During October-December 2021, six times more people were screened for hepatitis C than those screened in the previous six months, but data regarding their clinical care pathway is sketchy. It is not known how many of them had tested hepatitis C antibody reactive. Also, there are some inconsistencies in data. For instance, the number of people initiated on hepatitis C treatment is more than the number of those who had had a hepatitis C viral load confirmatory test.
Ending barriers to access is vital
Despite India’s HIV/AIDS Act 2017 which protects people from HIV-related stigma and discrimination, people with HIV or those who inject drugs and their service providers reported stigma and discrimination within healthcare facilities as one of the major barriers to access.
Another reality check is that despite free government HIV and hepatitis services, some people are forced to pay for private services (such as HIV testing, baseline tests for initiating antiretroviral therapy and hepatitis C viral load tests). Medicines for opportunistic infections like cryptococcal meningitis are not provided, “as the cost is no longer supported by Manipur State AIDS Control Society,” according to the report.

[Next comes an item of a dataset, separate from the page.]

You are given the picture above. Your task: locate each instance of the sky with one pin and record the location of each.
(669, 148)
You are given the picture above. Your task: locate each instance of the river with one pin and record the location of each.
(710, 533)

Services not being available due to staff shortages, machines not working, long waiting times, high travel costs, unfriendly staff, and opening hours are some of the problems faced by the people in accessing services at government centres. This often forces them to pay for private services.
Contrary to the Supreme Court’s order, people are asked to show a government identity card to access treatment for hepatitis and HIV. There are a range of reasons why this stops people from using services, such as privacy, stigma, discrimination, or not having a government identity card.
Advocating for change
“This initiative is helping the community to understand the existing gaps so that we can demand evidence-based reforms in HIV and hepatitis C services,” Nalinikanta Raj Kumar of the Community Network for Empowerment – which led the community treatment observatory initiative in India – told aidsmap.com. “We have already started advocating with the government to make the necessary changes so that uptake of services improves.”
“Earlier, the turnaround time from sample collection to getting the report of hepatitis C viral load test was 30-45 days. This was one of the major treatment access barriers. Now, this time has been reduced to 5-7 days. Peer support staff was not recruited for the national viral hepatitis control programme since its launch in July 2019. Now, due to our evidence-based advocacy, the government has now identified the peer support staff from the community, who will soon be recruited at all the hepatitis treatment centres,” he shared.
Giten Khwairakpam of TREAT Asia told us that the community observatory had helped people complete the hepatitis screening, diagnosis, treatment and care pathway. “It is not just treatment uptake in case of viral hepatitis, but treatment completion and getting cured is also vital,” he said.
“This project gave an opportunity to raise treatment literacy,” Nalinikanta added. “It motivated communities to request their healthcare providers to switch them to dolutegravir-based regimen. Also, awareness increased on filing legal complaints about violations of human rights, including right to health, by utilising the free services of Legal Aid Clinic of Manipur State Legal Service Authority. Similarly, awareness rose about the importance of TB preventive therapy.”
Phase II of the community treatment observatory has been underway since January 2022.
TREAT Asia. Analysis of Community Treatment Observatory Data for HIV and Hepatitis C Virus Services in India and Indonesia. June 2022 (open access).